Australia’s Competition & Consumer Commission (ACCC) has accepted a court-enforceable undertaking from Telstra to address the issue. It was concerned that Telstra’s registrations of 900 MHz sites had the substantial purpose or likely effect of preventing or hindering its rival Optus from the deployment of its 5G network and from engaging in competitive conduct in the retail mobile market, the regulator said today.
Access to low band spectrum is crucial to providing core network coverage for mobile services and the rollout of 5G, said the ACCC. The undertaking requires Telstra to deregister all remaining radiocommunications sites it registered in the 900 MHz spectrum band in January 2022 which would have prevented Optus from early access to the spectrum.
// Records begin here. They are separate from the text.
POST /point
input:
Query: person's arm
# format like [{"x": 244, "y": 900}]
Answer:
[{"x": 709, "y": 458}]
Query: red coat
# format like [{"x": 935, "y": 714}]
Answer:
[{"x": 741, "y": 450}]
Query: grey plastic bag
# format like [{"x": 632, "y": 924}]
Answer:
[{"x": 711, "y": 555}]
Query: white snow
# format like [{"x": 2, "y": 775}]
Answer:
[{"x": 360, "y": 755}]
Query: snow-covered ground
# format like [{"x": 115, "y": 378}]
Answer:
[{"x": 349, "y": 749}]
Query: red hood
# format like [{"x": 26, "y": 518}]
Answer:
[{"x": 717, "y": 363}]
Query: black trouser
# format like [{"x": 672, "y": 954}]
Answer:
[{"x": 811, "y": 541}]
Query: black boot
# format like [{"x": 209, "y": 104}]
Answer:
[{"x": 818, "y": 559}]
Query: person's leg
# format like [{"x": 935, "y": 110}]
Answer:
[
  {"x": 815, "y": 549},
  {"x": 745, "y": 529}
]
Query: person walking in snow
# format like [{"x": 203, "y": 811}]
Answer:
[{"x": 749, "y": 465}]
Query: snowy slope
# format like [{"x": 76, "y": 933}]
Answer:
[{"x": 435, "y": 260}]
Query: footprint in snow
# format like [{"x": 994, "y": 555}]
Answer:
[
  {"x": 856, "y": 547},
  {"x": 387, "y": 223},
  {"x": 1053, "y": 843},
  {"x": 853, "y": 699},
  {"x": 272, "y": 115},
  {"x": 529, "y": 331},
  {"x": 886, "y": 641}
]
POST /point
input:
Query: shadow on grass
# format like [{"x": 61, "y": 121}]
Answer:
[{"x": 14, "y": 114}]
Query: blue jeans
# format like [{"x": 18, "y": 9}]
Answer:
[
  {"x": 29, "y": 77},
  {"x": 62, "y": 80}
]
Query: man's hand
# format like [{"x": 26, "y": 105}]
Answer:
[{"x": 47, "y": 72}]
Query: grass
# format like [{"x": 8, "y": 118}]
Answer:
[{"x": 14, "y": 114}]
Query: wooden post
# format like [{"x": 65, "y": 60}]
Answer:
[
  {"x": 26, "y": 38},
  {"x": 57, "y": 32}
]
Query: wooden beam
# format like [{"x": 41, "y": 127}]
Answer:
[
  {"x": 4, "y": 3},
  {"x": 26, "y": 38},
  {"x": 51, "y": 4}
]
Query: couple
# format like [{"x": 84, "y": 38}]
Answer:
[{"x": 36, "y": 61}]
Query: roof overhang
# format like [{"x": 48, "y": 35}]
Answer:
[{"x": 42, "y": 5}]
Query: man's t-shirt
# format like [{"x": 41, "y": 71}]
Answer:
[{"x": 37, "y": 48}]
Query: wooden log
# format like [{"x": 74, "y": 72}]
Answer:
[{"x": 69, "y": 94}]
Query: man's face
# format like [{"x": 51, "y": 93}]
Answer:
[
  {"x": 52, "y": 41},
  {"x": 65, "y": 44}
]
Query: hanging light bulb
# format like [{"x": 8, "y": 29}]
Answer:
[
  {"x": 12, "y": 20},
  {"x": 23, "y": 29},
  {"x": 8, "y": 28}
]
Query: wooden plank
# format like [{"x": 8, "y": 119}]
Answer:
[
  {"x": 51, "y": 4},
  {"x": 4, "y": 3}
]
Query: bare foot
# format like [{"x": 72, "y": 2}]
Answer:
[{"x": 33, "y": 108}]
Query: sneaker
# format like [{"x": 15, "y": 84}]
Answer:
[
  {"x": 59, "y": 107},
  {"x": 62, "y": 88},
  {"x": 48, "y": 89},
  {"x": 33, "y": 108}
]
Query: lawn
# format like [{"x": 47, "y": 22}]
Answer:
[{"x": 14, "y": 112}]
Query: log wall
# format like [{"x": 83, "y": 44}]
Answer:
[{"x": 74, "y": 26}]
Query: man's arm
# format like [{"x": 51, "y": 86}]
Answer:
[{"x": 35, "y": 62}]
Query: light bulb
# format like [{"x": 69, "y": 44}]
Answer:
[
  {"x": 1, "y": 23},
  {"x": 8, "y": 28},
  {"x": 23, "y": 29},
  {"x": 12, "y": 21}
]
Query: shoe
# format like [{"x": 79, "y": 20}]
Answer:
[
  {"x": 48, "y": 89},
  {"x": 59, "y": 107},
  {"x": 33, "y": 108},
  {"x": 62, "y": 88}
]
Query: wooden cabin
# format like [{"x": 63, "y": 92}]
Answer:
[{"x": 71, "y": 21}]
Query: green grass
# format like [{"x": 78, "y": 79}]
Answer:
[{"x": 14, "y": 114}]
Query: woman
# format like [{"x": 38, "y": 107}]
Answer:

“Telstra’s undertaking will ensure Optus is not hindered from expanding its 5G rollout, giving more Australians access to a choice of 5G services in regional and metropolitan Australia,” ACCC commissioner Liza Carver said. “This is critical as 5G network coverage becomes an increasingly important factor in consumer choice in mobile phones and mobile plans.”
Telstra has also undertaken to ensure that its board of directors, CEO and other senior staff are given competition law compliance training.
IT Pro has contacted Telstra and Optus for comment.
Telstra holds a licence for parts of the 900 MHz band until 30 June 2024. Before 31 January 2022, the telco was making little use of the spectrum and hadn’t registered a new site since 2016.
In December 2021, an auction for licences was held in the 850 and 900 MHz spectrum, with Optus emerging as the successful bidder for all of the 900 MHz spectrum on offer. On 9 December, Telstra became aware that early access applications for this spectrum would be considered.
Following this, on 31 January 2022, Telstra registered 315 sites in the 900 MHz band, mostly located in major cities or inner regional areas, under its existing licence. Of those sites registered, the telco then deregistered 153, with 162 remaining registered. The ACCC said that since January, Telstra has only used a limited number of the sites.
The deregistration of the sites registered in January 2022 will facilitate Optus’ ability to apply for early access to the 900 MHz spectrum to roll out its 5G network more broadly, giving consumers more choice over mobile services, added the regulator.
This isn’t the first time that authorities have found Telstra's behaviour to be problematic in Australia. In April 2018, the Federal Court ordered Telstra to pay penalties of $10 million for making false or misleading representations to customers about its third-party billing service known as “Premium Direct Billing”.
Additionally, in May 2021, the telco was ordered by the Federal Court to pay $50 million in penalties for engaging in unconscionable conduct when it sold mobile contracts to more than 100 Indigenous consumers across three states and territories.